Biochemical Conversion of Herbaceous Biomass to Renewable Diesel: Net Greenhouse Gas and Air Pollutant Trade-offs

Abstract

This study examines greenhouse gas (GHG) and criteria air pollutant (CAP) emissions trade-offs for renewable diesel across 12 scenarios, involving different biochemical conversion designs, biorefinery scales, and feedstocks. A conventional design uses lignin for on-site heat and power, which exports excess power to the grid. An alternative design exports lignin pellets, offsetting other pellet production methods but requiring grid electricity to meet biorefinery power demands. Net emissions were quantified in Iowa and Georgia, selected considering feedstock availability, coproduct displacement, and regional power grids, assuming grid-exported power avoids coal or low-carbon electricity.
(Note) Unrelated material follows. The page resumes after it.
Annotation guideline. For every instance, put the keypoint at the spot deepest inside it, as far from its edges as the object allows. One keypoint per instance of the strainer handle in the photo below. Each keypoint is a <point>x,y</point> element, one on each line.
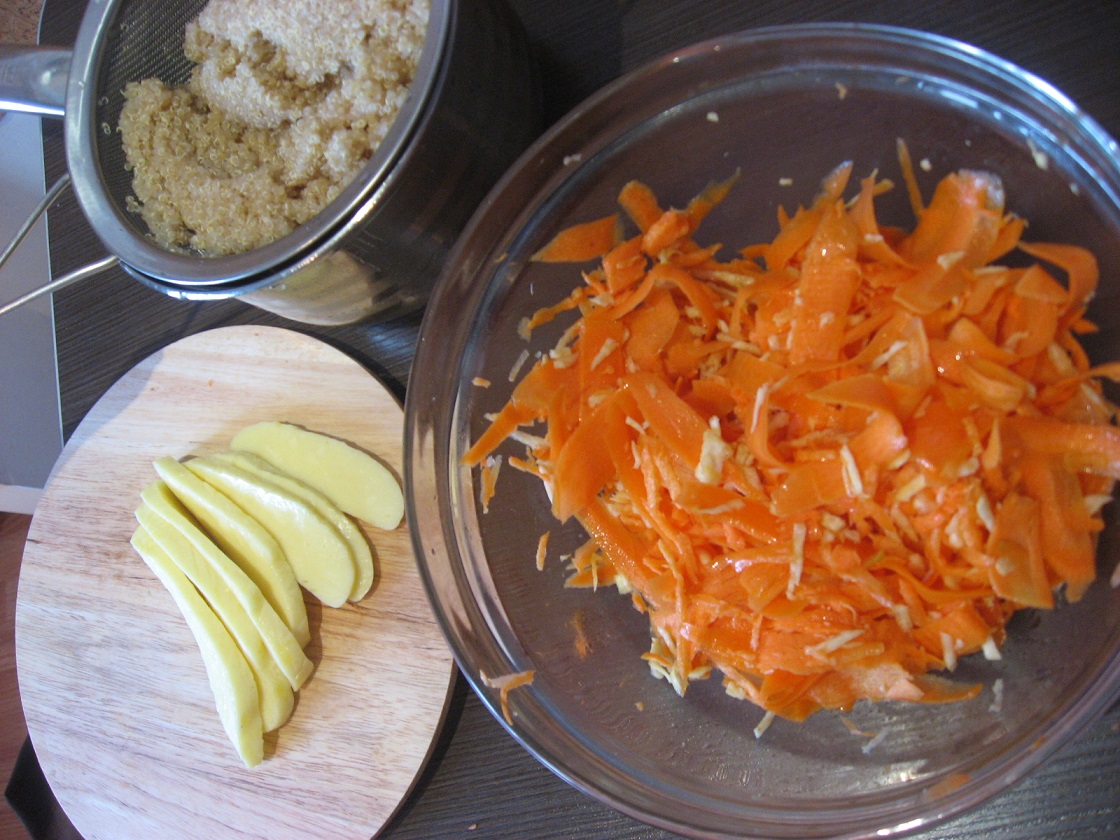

Results for the conventional design remained consistent across the electricity displacement scenarios. When comparing lignin utilization strategies, pelletizing lignin reduces sulfur dioxide, carbon monoxide, nitrogen oxides, and volatile organic compounds (net emissions −0.66 mg MJ^–1, 25 mg MJ^–1, 25 mg MJ^–1, 7.8 mg MJ^–1, respectively). However, lignin pelletization increases net particulate matter (fine and coarse) and ammonia (net emissions of 4.7 mg MJ^–1, 13 mg MJ^–1, and 0.26 mg MJ^–1, respectively), alongside indirect GHG emissions due to grid electricity dependence. Additionally, processing 2000 tonnes corn stover daily minimizes emissions for both designs. Only lignin pelletization with renewable electricity and additional particulate matter and ammonia controls reduces all CAP and GHG emissions simultaneously.

Optimizing biorefinery design for scale, feedstock, and lignin management can achieve simultaneous reductions in greenhouse gas and air pollutant emissions from renewable diesel production.